On the occasion of Sivakarthikeyan's birthday 17 February 2021, the film's first single "Vera Level Sago" was released online and in the official YouTube channel of Sony Music South, which acquired the film's audio rights. The second single "Ayalaa Ayalaa" was released on 20 December 2023. The audio launch was held on 26 December 2023. The third single "Suro Suro" was released on 7 January 2024. The remaining songs, with the film's album were released to music streaming platforms on 11 January 2024, a day before the film's release.

== Release ==
=== Theatrical ===
Ayalaan was released theatrically on 12 January 2024, during the week of Pongal and clashing with Captain Miller. As of December 2021, the film was facing uncertainty over its release due to 24AM Studios borrowing ₹5 crore from Tag Entertainment, and the Madras High Court granted a stay over its release till 3 January 2022 unless the sum was repaid.

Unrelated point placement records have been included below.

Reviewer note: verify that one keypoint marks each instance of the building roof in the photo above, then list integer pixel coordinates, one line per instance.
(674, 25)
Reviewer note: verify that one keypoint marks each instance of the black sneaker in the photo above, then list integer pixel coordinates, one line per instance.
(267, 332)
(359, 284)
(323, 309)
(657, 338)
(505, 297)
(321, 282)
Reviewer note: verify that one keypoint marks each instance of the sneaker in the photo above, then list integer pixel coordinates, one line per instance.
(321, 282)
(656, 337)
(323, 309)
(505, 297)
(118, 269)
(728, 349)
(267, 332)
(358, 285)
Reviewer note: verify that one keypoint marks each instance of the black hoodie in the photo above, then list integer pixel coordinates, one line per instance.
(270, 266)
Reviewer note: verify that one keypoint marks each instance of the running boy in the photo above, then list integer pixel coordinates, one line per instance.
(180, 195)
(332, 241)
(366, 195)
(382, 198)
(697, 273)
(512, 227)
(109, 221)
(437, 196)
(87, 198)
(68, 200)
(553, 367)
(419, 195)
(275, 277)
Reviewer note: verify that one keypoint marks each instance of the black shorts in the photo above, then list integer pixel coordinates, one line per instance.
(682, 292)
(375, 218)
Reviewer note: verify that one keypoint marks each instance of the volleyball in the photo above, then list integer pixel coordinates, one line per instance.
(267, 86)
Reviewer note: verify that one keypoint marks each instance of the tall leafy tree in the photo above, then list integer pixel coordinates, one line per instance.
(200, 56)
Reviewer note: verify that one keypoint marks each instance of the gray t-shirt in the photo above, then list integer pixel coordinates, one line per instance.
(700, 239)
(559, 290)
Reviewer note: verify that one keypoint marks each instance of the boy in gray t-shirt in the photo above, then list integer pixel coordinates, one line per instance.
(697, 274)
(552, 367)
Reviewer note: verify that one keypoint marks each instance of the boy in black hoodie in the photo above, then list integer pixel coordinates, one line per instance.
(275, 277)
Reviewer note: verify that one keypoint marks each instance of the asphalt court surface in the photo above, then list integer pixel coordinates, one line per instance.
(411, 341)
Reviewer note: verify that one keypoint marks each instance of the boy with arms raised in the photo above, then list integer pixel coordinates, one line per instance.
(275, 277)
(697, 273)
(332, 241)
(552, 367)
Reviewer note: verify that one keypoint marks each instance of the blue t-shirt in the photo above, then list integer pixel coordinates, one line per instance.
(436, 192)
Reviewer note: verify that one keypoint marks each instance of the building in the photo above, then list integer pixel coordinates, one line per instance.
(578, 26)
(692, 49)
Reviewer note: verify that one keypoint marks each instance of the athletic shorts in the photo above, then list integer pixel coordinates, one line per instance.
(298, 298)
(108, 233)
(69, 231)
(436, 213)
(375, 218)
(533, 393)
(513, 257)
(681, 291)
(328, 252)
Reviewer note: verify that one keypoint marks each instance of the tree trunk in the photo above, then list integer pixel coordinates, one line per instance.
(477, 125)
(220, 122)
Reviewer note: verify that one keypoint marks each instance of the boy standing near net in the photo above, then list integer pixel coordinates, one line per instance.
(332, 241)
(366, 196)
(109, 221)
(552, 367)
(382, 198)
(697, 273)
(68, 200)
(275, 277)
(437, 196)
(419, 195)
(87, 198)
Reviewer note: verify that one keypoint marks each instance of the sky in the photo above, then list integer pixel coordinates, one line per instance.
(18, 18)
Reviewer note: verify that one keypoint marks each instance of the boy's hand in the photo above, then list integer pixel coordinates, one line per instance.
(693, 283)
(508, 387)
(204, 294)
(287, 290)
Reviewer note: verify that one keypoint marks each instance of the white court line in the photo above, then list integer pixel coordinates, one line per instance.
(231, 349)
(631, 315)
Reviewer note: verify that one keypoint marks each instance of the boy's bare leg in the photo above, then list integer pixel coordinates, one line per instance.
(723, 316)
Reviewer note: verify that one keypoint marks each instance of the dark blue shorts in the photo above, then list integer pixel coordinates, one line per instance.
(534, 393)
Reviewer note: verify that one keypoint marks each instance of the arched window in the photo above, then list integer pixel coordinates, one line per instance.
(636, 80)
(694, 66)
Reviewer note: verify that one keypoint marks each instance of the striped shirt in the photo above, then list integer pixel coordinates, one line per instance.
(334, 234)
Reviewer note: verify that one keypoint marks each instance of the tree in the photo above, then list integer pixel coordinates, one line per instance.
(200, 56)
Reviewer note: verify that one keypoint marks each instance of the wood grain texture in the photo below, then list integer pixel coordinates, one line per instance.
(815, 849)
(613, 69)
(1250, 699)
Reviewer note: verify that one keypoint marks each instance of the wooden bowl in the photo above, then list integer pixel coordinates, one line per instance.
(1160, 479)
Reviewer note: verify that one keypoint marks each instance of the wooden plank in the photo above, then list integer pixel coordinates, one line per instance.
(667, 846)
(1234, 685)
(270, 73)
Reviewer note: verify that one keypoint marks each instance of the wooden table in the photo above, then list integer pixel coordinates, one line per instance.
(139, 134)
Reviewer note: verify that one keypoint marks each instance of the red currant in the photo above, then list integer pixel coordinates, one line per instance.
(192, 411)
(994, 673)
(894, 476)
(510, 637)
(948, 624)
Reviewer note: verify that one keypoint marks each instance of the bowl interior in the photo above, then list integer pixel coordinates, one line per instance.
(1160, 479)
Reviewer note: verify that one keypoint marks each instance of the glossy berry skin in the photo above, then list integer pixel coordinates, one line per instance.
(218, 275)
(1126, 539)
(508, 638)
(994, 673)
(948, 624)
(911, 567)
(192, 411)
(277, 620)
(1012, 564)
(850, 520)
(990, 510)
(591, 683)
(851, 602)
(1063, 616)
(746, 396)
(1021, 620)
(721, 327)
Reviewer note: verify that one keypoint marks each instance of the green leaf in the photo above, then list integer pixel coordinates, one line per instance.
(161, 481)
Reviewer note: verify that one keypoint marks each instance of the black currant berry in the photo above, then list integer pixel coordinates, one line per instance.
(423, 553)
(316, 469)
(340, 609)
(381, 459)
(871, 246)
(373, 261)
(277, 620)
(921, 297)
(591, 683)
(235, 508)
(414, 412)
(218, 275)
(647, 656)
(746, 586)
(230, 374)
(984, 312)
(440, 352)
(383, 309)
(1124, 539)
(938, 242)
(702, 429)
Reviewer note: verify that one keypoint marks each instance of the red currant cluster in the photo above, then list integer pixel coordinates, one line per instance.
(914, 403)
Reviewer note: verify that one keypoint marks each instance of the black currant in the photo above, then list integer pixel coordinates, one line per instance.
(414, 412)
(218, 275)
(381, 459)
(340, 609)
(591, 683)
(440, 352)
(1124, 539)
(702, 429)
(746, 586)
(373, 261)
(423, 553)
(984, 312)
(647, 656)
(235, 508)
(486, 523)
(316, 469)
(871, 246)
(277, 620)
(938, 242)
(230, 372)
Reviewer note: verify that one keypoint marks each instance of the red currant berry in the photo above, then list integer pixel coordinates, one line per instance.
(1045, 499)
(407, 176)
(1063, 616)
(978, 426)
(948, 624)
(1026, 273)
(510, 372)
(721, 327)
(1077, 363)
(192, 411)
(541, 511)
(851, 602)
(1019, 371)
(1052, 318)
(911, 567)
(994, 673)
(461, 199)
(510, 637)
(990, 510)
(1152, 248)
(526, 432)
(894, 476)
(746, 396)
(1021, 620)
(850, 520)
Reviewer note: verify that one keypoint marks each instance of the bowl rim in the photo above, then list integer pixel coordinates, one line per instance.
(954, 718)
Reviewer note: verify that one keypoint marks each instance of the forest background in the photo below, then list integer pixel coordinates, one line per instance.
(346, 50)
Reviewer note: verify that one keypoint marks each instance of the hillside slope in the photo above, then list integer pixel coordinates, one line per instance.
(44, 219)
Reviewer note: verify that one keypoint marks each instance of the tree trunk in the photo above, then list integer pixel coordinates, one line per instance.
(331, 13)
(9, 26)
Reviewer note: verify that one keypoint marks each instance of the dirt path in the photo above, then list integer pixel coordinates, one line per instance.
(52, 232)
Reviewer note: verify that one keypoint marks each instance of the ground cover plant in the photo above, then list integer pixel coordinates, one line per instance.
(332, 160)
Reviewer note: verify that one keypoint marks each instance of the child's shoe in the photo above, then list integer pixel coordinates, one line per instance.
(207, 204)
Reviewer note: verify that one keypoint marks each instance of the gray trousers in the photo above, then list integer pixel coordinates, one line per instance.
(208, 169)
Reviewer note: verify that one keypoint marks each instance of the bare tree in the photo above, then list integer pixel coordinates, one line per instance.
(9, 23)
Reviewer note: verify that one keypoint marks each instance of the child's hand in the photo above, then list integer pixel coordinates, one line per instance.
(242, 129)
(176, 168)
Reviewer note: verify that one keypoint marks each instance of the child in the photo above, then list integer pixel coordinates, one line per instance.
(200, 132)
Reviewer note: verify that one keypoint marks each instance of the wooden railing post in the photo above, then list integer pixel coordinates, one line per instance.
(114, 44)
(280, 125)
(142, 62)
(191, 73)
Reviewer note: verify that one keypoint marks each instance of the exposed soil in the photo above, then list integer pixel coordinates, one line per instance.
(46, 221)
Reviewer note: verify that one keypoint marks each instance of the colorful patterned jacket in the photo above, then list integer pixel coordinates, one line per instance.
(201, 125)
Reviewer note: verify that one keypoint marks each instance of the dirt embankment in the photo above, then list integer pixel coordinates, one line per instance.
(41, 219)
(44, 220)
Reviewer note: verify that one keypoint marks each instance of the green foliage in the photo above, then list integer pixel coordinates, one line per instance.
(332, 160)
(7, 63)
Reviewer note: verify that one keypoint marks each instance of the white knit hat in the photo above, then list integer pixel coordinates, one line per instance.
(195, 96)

On 24 April 2023, it was announced that the film would be released during Diwali in November 2023. Later the film was delayed indefinitely to allow time for the visual effects and CGI work to be completed, before being scheduled for January 2024. The film's Telugu dubbed version was released on 26 January, but was removed from theatres a few days later due to "unsettled deals" with the digital intermediate partner.

=== Home media ===
The film's broadcast rights were sold to Sun TV and the streaming rights to Sun NXT. It began streaming on Sun NXT from 9 February 2024.

== Reception ==

=== Critical response ===
Ayalaan received positive reviews from critics.

M. Suganth of The Times of India rated 3.5/5 stars and wrote, "It is the twists that Ravikumar gives to concepts that we have seen in several Hollywood films – superpowers, UFOs, extra-terrestrials, powerful robots, femme fatales, large-scale destruction – that makes Ayalaan an entertainer for all ages." Sanjith Sidhardhan of OTTplay rated 3.5/5 and told, "While Ayalaan has a somewhat predictable storyline, the VFX of the film and its fun storytelling aided by appealing characters make this a great festive watch for the families, especially with the children." Janani K of India Today gave 2.5/5 stars and wrote "'Ayalaan' is a fun film for kids and could appeal to them more because of its simplistic approach." Priyanka Sundar of Firstpost rated the film 1.5 stars out of 5.

Kirubhakar Purushothaman of The Indian Express gave 2/5 stars and wrote, "The laughs in this sci-fi comedy are sparse and few, much like the good ideas." Latha Srinivasan of Hindustan Times wrote, "Ayalaan may have been delayed a few years but it will still appeal to adults – and kids – looking for a place to while away some good time." Krishna Selvaseelan of Tamil Guardian awarded the film 2 out of 5 stars, stating, "Targeting a film at children does not excuse the filmmaker from creating a good film – it has been done numerous times before." Vivek M. V. of The Hindu wrote that the film is "light-hearted and has an expressive alien to entertain, but it doesn't push the boundaries enough to offer a gripping sci-fi experience".

=== Accolades ===

At the 2024 VAM Awards, Ayalaan won in the following categories: Best Motion Capture, Best Compositing, Best VFX Feature (Domestic), Best Innovative Use of Software in VFX and Best VFX Supervisor (Bejoy Arputharaj).

== Potential sequel ==
During an interview in December 2023, Sivakarthikeyan hinted that a sequel for the film would begin production soon. On 23 January 2024, the sequel was confirmed by KJR Studios and Phantom FX, with Ravikumar and Sivakarthikeyan returning in their positions.